Le projet de loi d'orientation sur le spectacle vivant et la création, annoncé dans le programme du Président de la République, s'inscrit dans la perspective d'un double soutien aux artistes et à leurs publics. Notre mission est d'assurer l'accès de tous à la culture, d'accompagner les collectivités territoriales dans la revitalisation des territoires et de garantir la diversité des démarches artistiques.

Cet engagement en faveur du spectacle vivant comme du patrimoine est à mettre en lien avec la décentralisation, la recherche de nouveaux viviers d'emplois, mais aussi le plan d'éducation artistique et culturelle, qui implique d'accompagner les nombreuses écoles d'art du ministère.

Le soutien que j'apporte au spectacle vivant, qui se traduira par des arbitrages budgétaires, s'accompagne de la mise en place d'une concertation pour assurer la viabilité et la pérennité du régime de l'intermittence. Je me félicite à ce propos de l'initiative prise par les commissions des affaires culturelles et des affaires sociales de l'Assemblée nationale qui ont décidé de lancer une mission d'information commune sur l'emploi culturel en France.

Une large concertation a été lancée dans le secteur du livre. Engagée le 20 juin dernier, elle devra se poursuivre dans les mois à venir avec l'ensemble des acteurs de la chaîne du livre. Trente ans après la loi Lang sur le prix unique du livre, nous devons conforter ce très bel héritage à l'ère du numérique.

Un processus de réforme du Conseil supérieur de l'audiovisuel (CSA) et des modalités de désignation des présidents de l'audiovisuel devrait voir le jour. Ce projet de loi comportera, le cas échéant, une réforme de l'audiovisuel extérieur de la France (AEF) et de l'audiovisuel public. Dans un même esprit de garantie d'indépendance et de protection des libertés, un projet de loi concernera la protection du secret des sources des journalistes.

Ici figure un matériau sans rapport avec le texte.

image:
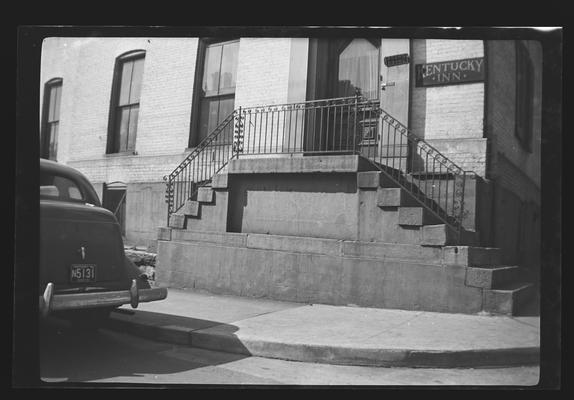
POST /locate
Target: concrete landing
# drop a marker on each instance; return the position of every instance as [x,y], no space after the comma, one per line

Dans un autre domaine, j'ai réuni la semaine dernière une grande partie des acteurs de la filière musicale pour traiter du projet de Centre national de la musique. Nous voulons accompagner la filière dans sa transition économique vers le numérique, dans un souci de responsabilité budgétaire alors que des engagements ont été pris sans être financés, et avec la volonté de permettre le maintien d'une diversité musicale qui fait la spécificité et la fierté de notre pays.

Lors des Journées nationales de l'archéologie, j'ai annoncé des mesures d'urgence tendant à défendre l'archéologie préventive et la création d'une commission appelée à rédiger un Livre blanc évaluant le bilan de la loi sur l'archéologie préventive dix ans après sa promulgation, ce qui me permettra de prendre les mesures nécessaires. L'expertise de l'Institut national de recherches archéologiques préventives (Inrap) est indiscutable mais l'émergence de nouveaux acteurs - collectivités territoriales, mais aussi opérateurs privés - rend une nouvelle analyse indispensable. Dans l'intervalle, le financement de l'Inrap devra être assuré.

Si les Archives nationales, dont j'aurai le plaisir d'inaugurer, à la rentrée, le nouveau bâtiment à Pierrefitte-sur-Seine, sont une priorité, je souhaite aussi renforcer le partenariat avec l'État pour ce qui concerne les archives départementales. Il faudra également revenir sur certaines dispositions de la loi sur les archives de 2008, qui sont de nature à entraver la recherche archivistique. J'entends redonner aux chercheurs la liberté dont ils ont besoin et l'accès à cette ressource constituée collectivement.

Nous célébrerons le 4 août prochain le cinquantième anniversaire de la loi Malraux sur les plans de sauvegarde et de mise en valeur des quartiers historiques, qui s'insère également dans une perspective patrimoniale. La défense et la mise en valeur de notre patrimoine sont l'une des principales missions revendiquées par ce ministère.

La très récente inscription au patrimoine mondial de l'UNESCO du bassin minier du Nord-Pas-de-Calais traduit la volonté du ministère de valoriser le patrimoine industriel comme socle de la mémoire collective. Cet exemple montre, par excellence, comment et pourquoi la culture, loin d'établir des séparations entre les hommes, est au contraire le lieu symbolique de leur réunion, de leur rassemblement et de leur réconciliation. Dans les temps de crise que nous connaissons, l'art et la culture doivent être, plus que jamais, une source d'espoir.